Business Week has a profile up on H&M, which is defying the retail sector's gloom. It continues to post solid sales numbers and hasn't slowed on expansion plans.
Indeed, as a purveyor of stylish clothing for reasonable prices, H&M sees the economic slowdown as an opportunity to expand. With its entry into Japan, the company will boast more than 1,600 stores in 30 countries, including China, where it launched in 2007. Over the next year, the company plans to increase the number of its stores by as much as 15%, focusing expansion on the U.S., Europe, and Japan.
As economic conditions worsen, H&M, which leases its store sites, is finding it easier to secure prime locations at better terms, especially in the U.S., where the company now has 153 stores, mainly on the East and West coasts. "We're getting much better deals now that we are a known player in the U.S." says H&M's head of investor relations, Nils Vinge. "Landlords are approaching us."
How is H&M managing to thrive in what many observers call the toughest trading conditions in decades?

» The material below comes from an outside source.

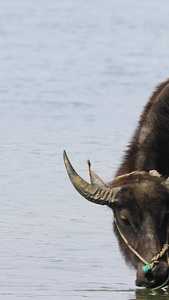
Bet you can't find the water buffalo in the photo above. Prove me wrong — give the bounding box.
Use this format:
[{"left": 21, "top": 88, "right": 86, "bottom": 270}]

Credit a relentless focus on costs that extends from the company's merchandise to its business model. For starters, H&M's average sale prices are lower than those of its main rivals, Spain's Zara, owned by parent company Inditex, and the Gap. This will enable the Swedish chain to gain "market share in the current downturn, as consumers trade down in search of better value," says Kaupthing analyst Sandstedt.